Acknowledgements
The debts of anyone working in traditional handcrafts mount up quickly. Everything I haven’t figured out myself, and even some of that, started with something a real person told me or showed me or with a book written or photographed by a friend, who thereby told me or showed me.
Thanks to Nora Johnson for teaching me how to knit with two colors without getting all tangled up, for giving me my first three traditional mitten patterns, for insisting that I do it right, and for showing me “the pull-up” in striped mittens, although she didn’t call it that.
Thanks to Mary A. Chase for giving me access to her excellently catalogued and preserved collection of traditional European and Maine mittens and gloves, particularly for the Double-Knit Fisherman’s Mitten knitted by her husband’s relative, Iantha Blake, and for the Polish Twined Basket Mitten.

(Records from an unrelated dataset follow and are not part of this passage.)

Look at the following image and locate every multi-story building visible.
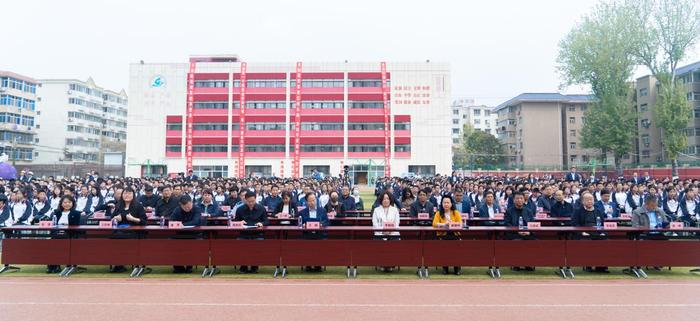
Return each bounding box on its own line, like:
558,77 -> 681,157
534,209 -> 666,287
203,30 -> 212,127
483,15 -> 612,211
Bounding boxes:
0,70 -> 38,164
495,93 -> 598,169
452,99 -> 498,144
635,61 -> 700,164
126,55 -> 452,180
36,78 -> 128,164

I thank Birgitta Dandanell for being a friend and for introducing me to Swedish twined knitting, to Torbjørg Gauslaa’s work with twined knitting in Norway, to Mary A. Chase and the Double-Knit Fisherman’s Wet Mitten.
I thank the late Torbjørg Gauslaa, who taught me twined knitting and the spit splice and, without meeting or knowing me at all, invited me to spend a week in her home learning about twined knitting. Some of the photographs of twined knitting are of her demonstration samples.

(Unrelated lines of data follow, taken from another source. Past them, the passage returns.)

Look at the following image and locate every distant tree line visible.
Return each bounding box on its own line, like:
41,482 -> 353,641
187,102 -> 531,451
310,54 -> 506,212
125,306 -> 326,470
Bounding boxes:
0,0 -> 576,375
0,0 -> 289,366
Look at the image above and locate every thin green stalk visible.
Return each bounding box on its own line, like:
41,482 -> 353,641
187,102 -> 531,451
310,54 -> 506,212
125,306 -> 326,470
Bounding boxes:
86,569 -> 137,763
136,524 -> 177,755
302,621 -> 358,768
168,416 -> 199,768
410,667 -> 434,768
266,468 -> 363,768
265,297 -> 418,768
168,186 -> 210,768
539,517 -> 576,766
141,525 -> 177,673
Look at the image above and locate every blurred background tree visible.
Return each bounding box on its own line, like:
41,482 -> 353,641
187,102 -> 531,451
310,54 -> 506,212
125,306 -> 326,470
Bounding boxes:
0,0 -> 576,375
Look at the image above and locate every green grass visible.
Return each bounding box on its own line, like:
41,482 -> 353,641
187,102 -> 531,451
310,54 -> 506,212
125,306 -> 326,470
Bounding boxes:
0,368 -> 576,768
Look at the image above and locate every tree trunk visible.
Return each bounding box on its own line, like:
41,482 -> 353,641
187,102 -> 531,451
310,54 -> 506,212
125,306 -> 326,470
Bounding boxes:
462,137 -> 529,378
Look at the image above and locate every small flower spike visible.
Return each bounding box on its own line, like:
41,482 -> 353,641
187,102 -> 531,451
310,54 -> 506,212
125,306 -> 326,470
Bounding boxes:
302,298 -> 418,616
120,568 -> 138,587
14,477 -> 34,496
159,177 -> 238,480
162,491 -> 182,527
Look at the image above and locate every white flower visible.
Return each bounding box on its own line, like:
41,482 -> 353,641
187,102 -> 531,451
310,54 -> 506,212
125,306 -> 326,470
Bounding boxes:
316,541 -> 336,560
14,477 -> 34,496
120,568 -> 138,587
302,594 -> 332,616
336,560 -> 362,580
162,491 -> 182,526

I thank Kate Martinson for correcting my perception of Torbjørg’s spit splice and Eva Trotzig for introducing me to the ideas that literacy doesn’t equal intelligence and that illiterate knitters have much to offer us.
Elizabeth Zimmermann — Ah, difficult! Where to begin? Her percentage concept of sweater pattern design revolutionized my knitting and in this book is the basis for my system of proportional mitten sizes. Many of her nifty little “unventions” are incorporated consciously and unconsciously in every pattern I write and knit. She is deeply missed. Thank you, and good-bye, dear Elizabeth.
Thanks to Meg Swanson for years of encouragement to write about traditional knitting, and for the technology of her upside down I-cord gloves.
I thank Ann Feitelson and her Shetland Islands source Elizabeth Johnston for a wonderful old-time Shetland mitten, here called Shetland Ladders, and for permission to use it in this book. Thanks to Óluva Húsgar∂ and Nicolina Jensen in Tórshavn for teaching me about Faroese knitting and helping me to understand its importance in the Faroe Islands.
Thanks to Sarah Miller for her Windblock Mittens and their directions, which she gave me almost as they are printed here so that she could stop self-publishing them. A great addition to this collection.
I thank Briggs & Little employees Bernette Saunders and Patricia Gass for developing the Hearty Alternative Stuffed Mittens based on an article I wrote, and Jeannie Wild, somewhere in Canada, for her information on the expression and custom of “giving him the mitten.”
Alice Devine, Marie Litterer, Jenifer Hegarty, Adrienne D’Olimpio, and Alice Stewart kindly test-knitted mittens, trying out the patterns for clarity and providing useful critique. Becky Chapman, Holly Richards, Arlena Flick, Ann Tomes, Gerry Cosgrove, and Julia Bavers actually paid money to learn to make Polish Twined Basket mittens at Halcyon Yarn in Bath, Maine, thereby testing my directions. A similar workshop tested the directions for Afghan gloves — but produced mittens. Thank you all!
Bartlettyarns in Harmony, Maine, Nordic Fiber Arts in Durham, New Hampshire, and Green Mountain Spinnery in Putney, Vermont, kindly provided yarn to knit the samples. Thank you, Russ, Debbie, Claire!
I fling to the four winds thanks to unknown knitters in Newfoundland, Kennebunk and Bath, Maine, Norway, the Faroe Islands, Afghanistan, Nepal, Sweden, and Shetland for Rickrack stripes, Secret Fleece, Thumbies Plain and Simple, Ey∂unstovu Slants, Kennebunk Woolly Bears, and the rest. And to the women long past in Aroostook County Maine, northern Canada, and Poland who developed Inuit/Aroostook Sewn Mittens and Polish Twined Basket Mittens. Thanks to the Inuit women who, through their handwork, taught me about the proportions of hands and how to make leather mittens that fit.
Thanks to Down East Books and editor Michael Steere in particular for their patience in waiting for me to finish this manuscript. Thanks upon thanks to my husband Erik for helping me with the engineering of mittens, for teaching me how to find delta, which for him means one thing but for me means how many stitches to increase, take off for a thumb, and cast on over the thumb hole, for editing and checking my math — and for his gentle patience as I struggled (and struggled) to finish and to limit this book. “I like you the way you used to be,” he told me. “Before you were on deadline.”